Carey next argues that the prosecution violated Brady v. Maryland7 because it did not inform him that it had contacted a witness, Harry Furuya, whose opinion was favorable to Carey on the licensing issue. We agree with Carey that the prosecutor was obligated to produce this Brady material, but there is not “a reasonable probability that the suppressed evidence would have produced a different verdict.”8 It was of both limited force and *28questionable admissibility, and bore only on a collateral and peripheral issue. Therefore, under Strickler v. Greene there was not “strictly speaking ... a real ‘Brady violation.’ ”9

Carey’s last argument is that the trial court erred when it instructed the jury that it could consider discovery violations committed by the defense when evaluating the quality of its proffered evidence. We grant habeas relief on the basis of instructional error only where the instruction was “not merely ... undesirable, erroneous, or even ‘universally condemned,’ ” but “so infected the entire trial that the resulting conviction violates due process.” 10 Because of the defense discovery violations, the trial judge could have prevented some of Carey’s witnesses from testifying at all. His decision to inform the jury, instead, that it could consider these violations was within his discretion and did not violate due process.

AFFIRMED.

This disposition is not appropriate for publication and may not be cited to or by the courts of this circuit except as may be provided by Ninth Circuit Rule 36-3.
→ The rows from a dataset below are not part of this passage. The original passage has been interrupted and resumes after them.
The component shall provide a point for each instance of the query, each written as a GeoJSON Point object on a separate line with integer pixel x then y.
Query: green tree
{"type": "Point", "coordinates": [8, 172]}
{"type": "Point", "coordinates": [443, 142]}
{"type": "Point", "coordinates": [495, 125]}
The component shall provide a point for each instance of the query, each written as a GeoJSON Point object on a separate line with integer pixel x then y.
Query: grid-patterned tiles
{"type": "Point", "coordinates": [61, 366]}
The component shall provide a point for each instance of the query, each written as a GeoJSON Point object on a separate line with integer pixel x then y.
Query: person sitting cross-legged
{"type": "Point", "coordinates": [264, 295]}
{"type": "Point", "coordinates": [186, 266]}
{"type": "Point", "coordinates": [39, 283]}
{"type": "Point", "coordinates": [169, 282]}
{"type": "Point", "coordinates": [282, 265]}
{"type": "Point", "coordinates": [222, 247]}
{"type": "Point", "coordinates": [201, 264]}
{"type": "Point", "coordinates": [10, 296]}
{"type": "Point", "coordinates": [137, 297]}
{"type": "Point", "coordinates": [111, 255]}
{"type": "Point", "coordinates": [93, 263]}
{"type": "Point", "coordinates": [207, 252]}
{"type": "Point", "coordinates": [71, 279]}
. See Alvarado v. Hill, 252 F.3d 1066, 1068 (9th Cir.2001).

. 28 U.S.C. § 2254(d) (2002); Williams v. Taylor, 529 U.S. 362, 403-04, 120 S.Ct. 1495, 146 L.Ed.2d 389 (2000).
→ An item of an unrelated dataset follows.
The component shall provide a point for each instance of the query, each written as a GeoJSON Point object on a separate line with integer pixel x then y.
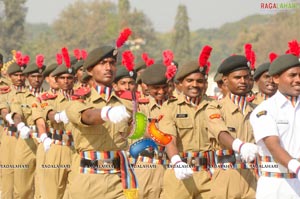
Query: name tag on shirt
{"type": "Point", "coordinates": [181, 115]}
{"type": "Point", "coordinates": [231, 129]}
{"type": "Point", "coordinates": [282, 121]}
. 28 U.S.C. § 2254(e)(1); see also Zichko v. Idaho, 247 F.3d 1015, 1019 (9th Cir.2001).

. See Calderon v. Coleman, 525 U.S. 141, 145, 119 S.Ct. 500, 142 L.Ed.2d 521 (1998); Dillard v. Roe, 244 F.3d 758, 773-74 (9th Cir.2001).

. Estelle v. McGuire, 502 U.S. 62, 67-68, 112 S.Ct. 475, 116 L.Ed.2d 385 (1991).

. McGuire, 502 U.S at 71-72.

. 373 U.S. 83, 83 S.Ct. 1194, 10 L.Ed.2d 215 (1963).

. Strickler v. Greene, 527 U.S. 263, 281, 119 S.Ct. 1936, 144 L.Ed.2d 286 (1999).

. Id.

. Cupp v. Naughten, 414 U.S. 141, 146-47, 94 S.Ct. 396, 38 L.Ed.2d 368 (1973).